En 1925, des agents de terrain ont découvert que Sheridan avait remis les détails d'une conversation avec Churchill, alors chancelier de l'Échiquier, portant sur la politique étrangère, à Norman Ewer, rédacteur en chef du Daily Herald, que l'on soupçonnait d’être un espion soviétique.
Peu de temps après, selon le MI5, la situation financière de Sheridan s’est rapidement améliorée, donnant naissance à de forts doutes. Après une décennie de difficultés financières, elle est partie en Algérie, ayant remboursé toutes ses dettes. Les services secrets britanniques ont ainsi naturellement songé à une intervention de la Russie.

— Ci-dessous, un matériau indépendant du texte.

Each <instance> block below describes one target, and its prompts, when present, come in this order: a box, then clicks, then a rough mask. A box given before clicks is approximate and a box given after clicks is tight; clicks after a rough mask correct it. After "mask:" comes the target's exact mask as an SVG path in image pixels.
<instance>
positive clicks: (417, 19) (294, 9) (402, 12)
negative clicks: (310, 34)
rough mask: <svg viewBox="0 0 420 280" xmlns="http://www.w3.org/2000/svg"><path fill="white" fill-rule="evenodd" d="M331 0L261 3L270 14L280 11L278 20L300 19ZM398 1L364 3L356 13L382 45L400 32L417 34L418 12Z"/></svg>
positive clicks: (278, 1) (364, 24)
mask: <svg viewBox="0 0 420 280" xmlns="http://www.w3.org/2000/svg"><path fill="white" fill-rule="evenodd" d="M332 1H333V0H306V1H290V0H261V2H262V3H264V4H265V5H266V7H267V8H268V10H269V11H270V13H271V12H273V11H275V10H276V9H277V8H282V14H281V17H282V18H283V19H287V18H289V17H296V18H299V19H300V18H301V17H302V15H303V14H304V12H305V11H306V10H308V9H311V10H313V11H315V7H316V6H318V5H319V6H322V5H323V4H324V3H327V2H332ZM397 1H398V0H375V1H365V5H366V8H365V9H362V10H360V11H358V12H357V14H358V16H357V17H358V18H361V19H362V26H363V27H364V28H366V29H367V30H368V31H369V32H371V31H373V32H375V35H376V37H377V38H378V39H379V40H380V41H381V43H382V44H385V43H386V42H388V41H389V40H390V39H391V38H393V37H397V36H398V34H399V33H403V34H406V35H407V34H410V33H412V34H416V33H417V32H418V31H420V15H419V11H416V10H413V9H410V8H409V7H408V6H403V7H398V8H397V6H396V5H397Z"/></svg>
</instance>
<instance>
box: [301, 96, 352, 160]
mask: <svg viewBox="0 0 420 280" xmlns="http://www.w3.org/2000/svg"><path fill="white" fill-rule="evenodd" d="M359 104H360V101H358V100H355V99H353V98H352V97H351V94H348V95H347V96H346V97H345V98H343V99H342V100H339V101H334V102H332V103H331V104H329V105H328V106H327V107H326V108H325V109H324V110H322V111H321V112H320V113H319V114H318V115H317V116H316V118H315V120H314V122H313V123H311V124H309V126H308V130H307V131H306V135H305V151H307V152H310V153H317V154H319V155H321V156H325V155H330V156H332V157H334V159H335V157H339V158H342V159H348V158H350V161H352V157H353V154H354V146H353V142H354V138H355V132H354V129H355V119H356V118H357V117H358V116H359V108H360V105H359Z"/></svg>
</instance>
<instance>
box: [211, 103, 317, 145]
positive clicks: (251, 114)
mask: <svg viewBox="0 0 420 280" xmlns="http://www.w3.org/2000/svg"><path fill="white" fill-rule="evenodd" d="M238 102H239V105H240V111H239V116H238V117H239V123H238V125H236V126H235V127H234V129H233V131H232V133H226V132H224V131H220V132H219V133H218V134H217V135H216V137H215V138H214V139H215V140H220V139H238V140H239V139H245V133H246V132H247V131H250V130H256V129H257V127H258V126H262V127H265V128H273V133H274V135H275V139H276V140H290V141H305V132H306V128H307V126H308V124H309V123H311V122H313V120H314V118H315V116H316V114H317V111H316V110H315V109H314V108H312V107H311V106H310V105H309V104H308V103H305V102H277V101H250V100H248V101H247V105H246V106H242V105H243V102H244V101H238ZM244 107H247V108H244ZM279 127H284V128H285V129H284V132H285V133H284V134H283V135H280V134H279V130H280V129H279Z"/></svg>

« Au vu des faits concernant sa situation financière,[nous] sommes fermement d'avis que Clare est à la solde des Russes et a été envoyée en Afrique du Nord pour se familiariser avec la situation locale et agir soit en tant qu'agent chargé d’effectuer des rapports, soit éventuellement en tant que transitaire », peut-on lire dans le rapport du MI5.
Le MI5 a partagé à plusieurs reprises ses soupçons au sujet de Sheridan avec Churchill, mais ce dernier a toujours choisi de les ignorer. De plus, avec la Seconde Guerre mondiale, Clare et Winston se sont finalement réconciliés malgré leurs différences, laissant le passé derrière eux.
Clare Sheridan est décédée en 1970 à l'âge de 84 ans. Aucune poursuite n'a jamais été intentée à son encontre.